Thoughts on A Long Obedience in the Same Direction

Over the weekend I finished Eugene Peterson's A Long Obedience in the Same Direction. My buddy Jon told me I should read the book since I have been in a season where I read the Psalms. So, even though I was reading a kajillion books at the same time, I decided to add this to the rotation. It was so good that I finished it prior to any of the others I was reading.

So, a quick overview of A Long Obedience: There are these Psalms (120-134) that are collectively called the Songs of Ascent. These were the songs that pilgrims making their way up into Zion for the feasts and festivals would sing as they ascended into Jerusalem. In a sense, they were the common songs of Israel. Peterson translates each of the Psalms into good old, modern American English and then applies them to good old, Modern American life.

His intent was to help his tribe (congregation) work out the things of this life. How do you mourn, worship, grow, or as the subtitle communicates, do "Discipleship in an instant society"?

So, that is it. This is Peterson's take on discipleship. I took my time and read the book chapter by chapter. Sometimes a week between readings, sometimes the next day. Each chapter is a like a little morsel of goodness. Each section is quite palatable and a good starting point for conversation and thought. It really is one of those books that makes you stop and think about what you do and why you are doing it.

If there is any picture that can help you understand what Peterson is communicating it would be this: discipleship is like a slow cooking oven and we live in a microwave society. Everything in our life we could ever want seems to be at our finger tips. Want food? Run to McDonalds. Need a new wardrobe? Run to Target. Need to get around town? Go to a car dealership. We can get everything we want in minutes for the most part.

But life is more of a slow process. You don't develop character with instantaneous purchases. You don't learn life lessons when you can always hit a reset key. You don't form who you are without living life, and doing some things the hard way. Oddly enough, and here is another musical break for ya, the Dixie Chicks sang about a similar premise in "The Long Way Around."

One of my favorite chapters in this book is called, "Blessing;" it is about Psalm 134, the final song of the ascents. As such it is the last true chapter of the book. The point of the chapter is simply this, true life starts with repentance and ends with praise. Our lives start when we realize there is something better and take part in that.

For those of us in the Christian tradition we might call it Kingdom living, or discipleship or any of the myriads of terms we have coined for regular participation in our faith. But the starting point of this is repentance. We start by saying, "The way I am doing things probably isn't the best way is it? Let's see what this Jesus fellow, and his buddies David, Paul, Moses, Esther and Mary can tell me about living a different life." And that is the beginning of praise. When we endure and see change in our lives, we turn around and become thankful.

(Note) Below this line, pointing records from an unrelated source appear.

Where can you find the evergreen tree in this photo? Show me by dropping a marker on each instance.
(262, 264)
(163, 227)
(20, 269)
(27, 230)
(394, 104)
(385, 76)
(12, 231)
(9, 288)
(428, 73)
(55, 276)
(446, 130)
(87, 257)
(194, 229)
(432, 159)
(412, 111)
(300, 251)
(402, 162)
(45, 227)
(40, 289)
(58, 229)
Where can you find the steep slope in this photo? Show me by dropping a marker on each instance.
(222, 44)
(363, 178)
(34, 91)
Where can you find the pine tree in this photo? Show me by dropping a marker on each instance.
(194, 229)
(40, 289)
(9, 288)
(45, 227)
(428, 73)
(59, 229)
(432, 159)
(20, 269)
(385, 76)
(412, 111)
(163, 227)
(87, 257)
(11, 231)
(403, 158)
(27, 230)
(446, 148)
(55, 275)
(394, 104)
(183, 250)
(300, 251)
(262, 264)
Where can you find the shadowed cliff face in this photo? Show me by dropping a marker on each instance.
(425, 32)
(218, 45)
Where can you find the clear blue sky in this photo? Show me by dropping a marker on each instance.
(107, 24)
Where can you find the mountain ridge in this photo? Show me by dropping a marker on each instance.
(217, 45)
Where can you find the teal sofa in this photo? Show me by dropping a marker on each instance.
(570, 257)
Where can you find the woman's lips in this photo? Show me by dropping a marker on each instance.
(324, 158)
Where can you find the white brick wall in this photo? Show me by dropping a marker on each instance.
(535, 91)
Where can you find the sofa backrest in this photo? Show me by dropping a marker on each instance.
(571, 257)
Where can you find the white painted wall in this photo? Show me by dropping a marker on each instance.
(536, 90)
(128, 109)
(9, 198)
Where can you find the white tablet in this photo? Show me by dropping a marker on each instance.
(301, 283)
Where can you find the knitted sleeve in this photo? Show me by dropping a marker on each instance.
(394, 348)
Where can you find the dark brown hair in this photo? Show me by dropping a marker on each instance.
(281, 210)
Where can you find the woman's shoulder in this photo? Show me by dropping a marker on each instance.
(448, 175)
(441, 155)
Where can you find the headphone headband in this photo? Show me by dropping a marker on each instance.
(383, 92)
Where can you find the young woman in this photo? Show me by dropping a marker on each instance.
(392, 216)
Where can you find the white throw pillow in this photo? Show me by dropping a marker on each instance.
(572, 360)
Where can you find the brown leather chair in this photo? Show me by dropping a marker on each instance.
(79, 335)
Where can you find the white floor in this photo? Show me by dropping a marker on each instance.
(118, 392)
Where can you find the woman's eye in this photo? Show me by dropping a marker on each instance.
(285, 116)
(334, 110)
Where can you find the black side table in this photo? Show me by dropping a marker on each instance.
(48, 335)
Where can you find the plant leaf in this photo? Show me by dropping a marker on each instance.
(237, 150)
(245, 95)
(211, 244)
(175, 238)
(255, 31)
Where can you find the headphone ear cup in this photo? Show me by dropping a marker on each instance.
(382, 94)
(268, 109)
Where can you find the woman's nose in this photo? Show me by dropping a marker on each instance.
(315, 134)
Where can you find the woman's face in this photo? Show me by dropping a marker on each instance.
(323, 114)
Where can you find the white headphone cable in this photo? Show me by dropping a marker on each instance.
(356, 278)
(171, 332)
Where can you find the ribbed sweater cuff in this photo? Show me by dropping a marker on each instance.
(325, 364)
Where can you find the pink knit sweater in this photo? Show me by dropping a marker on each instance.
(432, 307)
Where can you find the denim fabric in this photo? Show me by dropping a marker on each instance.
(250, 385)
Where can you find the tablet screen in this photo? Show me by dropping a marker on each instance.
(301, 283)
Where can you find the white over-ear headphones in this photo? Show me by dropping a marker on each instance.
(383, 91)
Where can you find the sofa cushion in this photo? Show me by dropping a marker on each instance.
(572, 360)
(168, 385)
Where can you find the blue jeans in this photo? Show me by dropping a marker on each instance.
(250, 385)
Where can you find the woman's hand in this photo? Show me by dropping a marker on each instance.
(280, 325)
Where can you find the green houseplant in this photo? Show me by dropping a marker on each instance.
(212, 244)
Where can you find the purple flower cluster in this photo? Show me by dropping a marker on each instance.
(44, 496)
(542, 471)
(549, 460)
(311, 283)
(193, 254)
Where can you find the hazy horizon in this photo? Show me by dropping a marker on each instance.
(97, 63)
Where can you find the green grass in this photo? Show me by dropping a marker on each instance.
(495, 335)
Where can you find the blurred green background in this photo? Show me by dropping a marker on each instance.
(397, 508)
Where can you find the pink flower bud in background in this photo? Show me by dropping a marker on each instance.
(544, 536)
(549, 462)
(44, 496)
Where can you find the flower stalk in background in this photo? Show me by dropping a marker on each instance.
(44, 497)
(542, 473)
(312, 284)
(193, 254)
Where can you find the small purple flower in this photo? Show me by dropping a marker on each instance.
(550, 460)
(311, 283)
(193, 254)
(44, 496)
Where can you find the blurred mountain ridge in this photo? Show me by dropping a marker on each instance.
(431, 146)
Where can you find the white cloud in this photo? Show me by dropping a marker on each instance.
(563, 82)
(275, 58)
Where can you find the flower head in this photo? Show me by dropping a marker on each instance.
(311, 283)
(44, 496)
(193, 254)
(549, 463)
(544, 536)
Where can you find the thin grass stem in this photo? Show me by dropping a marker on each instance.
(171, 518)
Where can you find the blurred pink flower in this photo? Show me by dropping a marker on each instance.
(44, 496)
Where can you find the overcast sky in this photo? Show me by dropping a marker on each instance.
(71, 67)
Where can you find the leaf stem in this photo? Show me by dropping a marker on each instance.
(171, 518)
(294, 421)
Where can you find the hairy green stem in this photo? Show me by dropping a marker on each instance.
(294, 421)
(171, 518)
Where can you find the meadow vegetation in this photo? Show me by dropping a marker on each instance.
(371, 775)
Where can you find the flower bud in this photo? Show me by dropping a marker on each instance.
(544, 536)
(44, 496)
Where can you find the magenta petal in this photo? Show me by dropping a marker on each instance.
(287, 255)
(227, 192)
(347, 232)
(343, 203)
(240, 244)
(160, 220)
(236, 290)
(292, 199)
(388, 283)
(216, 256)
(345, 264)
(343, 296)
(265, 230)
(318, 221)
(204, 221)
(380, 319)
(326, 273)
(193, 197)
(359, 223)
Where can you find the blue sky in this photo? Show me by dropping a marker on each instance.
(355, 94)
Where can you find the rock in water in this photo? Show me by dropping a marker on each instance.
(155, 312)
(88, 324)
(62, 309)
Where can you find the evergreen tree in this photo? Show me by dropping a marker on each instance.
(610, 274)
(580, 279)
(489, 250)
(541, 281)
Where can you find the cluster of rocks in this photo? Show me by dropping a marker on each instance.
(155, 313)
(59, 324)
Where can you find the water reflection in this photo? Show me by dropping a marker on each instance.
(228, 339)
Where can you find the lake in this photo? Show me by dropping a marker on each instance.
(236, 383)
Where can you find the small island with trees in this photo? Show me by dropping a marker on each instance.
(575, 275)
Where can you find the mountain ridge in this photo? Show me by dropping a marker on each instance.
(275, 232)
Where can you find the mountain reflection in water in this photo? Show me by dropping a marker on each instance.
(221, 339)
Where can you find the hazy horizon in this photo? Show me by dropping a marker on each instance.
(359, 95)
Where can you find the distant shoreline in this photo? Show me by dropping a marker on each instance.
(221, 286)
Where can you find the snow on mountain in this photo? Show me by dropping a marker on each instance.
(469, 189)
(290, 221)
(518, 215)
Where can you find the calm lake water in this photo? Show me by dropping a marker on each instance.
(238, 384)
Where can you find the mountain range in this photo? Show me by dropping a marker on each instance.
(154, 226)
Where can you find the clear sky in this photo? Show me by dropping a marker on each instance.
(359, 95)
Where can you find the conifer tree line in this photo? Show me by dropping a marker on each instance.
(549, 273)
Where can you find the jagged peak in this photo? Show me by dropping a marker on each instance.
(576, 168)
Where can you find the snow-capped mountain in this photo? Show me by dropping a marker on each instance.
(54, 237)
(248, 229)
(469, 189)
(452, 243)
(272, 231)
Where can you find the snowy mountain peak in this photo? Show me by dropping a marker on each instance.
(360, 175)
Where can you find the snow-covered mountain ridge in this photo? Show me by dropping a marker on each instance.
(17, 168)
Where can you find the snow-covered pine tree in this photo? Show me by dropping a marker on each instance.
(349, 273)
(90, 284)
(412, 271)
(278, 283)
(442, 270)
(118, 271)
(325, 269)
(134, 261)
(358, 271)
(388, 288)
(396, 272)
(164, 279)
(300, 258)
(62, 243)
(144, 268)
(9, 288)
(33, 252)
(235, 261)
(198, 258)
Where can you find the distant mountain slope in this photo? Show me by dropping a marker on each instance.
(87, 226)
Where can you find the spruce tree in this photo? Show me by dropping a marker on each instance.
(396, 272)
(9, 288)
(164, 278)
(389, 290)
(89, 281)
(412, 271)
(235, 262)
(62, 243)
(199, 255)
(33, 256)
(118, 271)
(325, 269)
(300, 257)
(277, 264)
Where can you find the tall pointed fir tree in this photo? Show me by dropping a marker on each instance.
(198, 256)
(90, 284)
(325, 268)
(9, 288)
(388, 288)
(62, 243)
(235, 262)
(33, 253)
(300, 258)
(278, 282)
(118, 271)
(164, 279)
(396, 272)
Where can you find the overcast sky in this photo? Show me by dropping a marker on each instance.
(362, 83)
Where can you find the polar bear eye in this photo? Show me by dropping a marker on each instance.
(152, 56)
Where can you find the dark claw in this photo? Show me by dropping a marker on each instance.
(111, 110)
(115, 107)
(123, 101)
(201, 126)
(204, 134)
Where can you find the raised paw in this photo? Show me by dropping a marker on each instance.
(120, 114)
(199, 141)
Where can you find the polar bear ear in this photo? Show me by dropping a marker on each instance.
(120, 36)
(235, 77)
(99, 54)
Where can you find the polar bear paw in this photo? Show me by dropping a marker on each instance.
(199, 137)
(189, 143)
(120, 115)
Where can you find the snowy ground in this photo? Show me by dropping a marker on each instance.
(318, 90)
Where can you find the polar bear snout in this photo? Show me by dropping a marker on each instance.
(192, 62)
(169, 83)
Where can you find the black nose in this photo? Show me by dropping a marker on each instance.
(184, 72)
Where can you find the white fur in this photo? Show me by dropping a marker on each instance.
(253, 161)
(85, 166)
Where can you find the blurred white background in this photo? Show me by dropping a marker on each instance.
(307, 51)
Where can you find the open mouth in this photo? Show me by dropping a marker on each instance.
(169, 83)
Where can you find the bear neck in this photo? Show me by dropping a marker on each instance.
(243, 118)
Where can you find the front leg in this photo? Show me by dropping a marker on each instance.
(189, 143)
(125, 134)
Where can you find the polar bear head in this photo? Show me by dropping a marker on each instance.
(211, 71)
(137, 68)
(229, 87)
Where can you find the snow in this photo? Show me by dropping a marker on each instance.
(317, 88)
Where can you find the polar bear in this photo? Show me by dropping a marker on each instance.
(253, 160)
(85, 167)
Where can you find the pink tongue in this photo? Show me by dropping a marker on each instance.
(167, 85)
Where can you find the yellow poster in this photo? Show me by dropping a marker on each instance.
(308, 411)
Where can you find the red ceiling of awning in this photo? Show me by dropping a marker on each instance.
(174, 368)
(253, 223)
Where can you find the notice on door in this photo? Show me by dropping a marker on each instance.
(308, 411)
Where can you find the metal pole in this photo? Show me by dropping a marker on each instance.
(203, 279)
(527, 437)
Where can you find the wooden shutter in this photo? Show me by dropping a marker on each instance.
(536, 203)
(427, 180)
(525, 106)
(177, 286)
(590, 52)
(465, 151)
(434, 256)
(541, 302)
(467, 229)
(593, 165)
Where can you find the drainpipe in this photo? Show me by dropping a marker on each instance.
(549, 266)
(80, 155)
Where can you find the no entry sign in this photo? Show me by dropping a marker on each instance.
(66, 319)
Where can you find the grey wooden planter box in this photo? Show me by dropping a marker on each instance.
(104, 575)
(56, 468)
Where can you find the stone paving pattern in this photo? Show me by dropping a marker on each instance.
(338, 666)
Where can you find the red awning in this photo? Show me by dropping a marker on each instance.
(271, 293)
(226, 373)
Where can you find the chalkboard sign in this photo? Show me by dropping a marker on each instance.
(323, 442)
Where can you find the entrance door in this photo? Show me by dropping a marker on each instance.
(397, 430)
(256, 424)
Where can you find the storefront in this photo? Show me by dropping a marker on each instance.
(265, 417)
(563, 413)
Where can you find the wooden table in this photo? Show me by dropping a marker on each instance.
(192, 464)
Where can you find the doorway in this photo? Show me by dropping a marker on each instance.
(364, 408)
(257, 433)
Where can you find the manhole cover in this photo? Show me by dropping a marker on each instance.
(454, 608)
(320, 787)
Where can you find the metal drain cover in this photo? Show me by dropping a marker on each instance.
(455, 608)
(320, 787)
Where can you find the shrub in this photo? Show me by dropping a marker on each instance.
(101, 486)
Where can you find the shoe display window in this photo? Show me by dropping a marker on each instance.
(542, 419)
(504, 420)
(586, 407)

I'll leave you with a story from this weekend. I was visiting Flavius and Gigi. Flav and I grabbed some time sitting on the deck under a beautiful moon reflecting on the lapping lake waters below. I was pretty silent, which some of you think is impossible, and Flav began pouring out his heart. I had asked him what he wanted to do with his life. And he responded along some of these same terms. He didn't really use all the Christian jargon that I might use, but he was simply communicating, "When I do the right things, when I help people, I have more and I feel better." And really that is a lot of what A Long Obedience is about. When we live into our true identity, beyond how we feel, then we really live a more fulfilled life.


  1. I've been meaning to read that book. Thanks for the recommendation. I love Peterson's books on pastoring. He reminds me of a living John Ames from Gilead.

    1. I will have to check out Ames. I am trying to diversify my reading lately, so that sounds awesome. Thanks for that. And, yeah, this book was quite good!

    2. The book is Gilead by Marilynne Robinson. It won the Pulitzer for fiction. It should be required reading in seminary.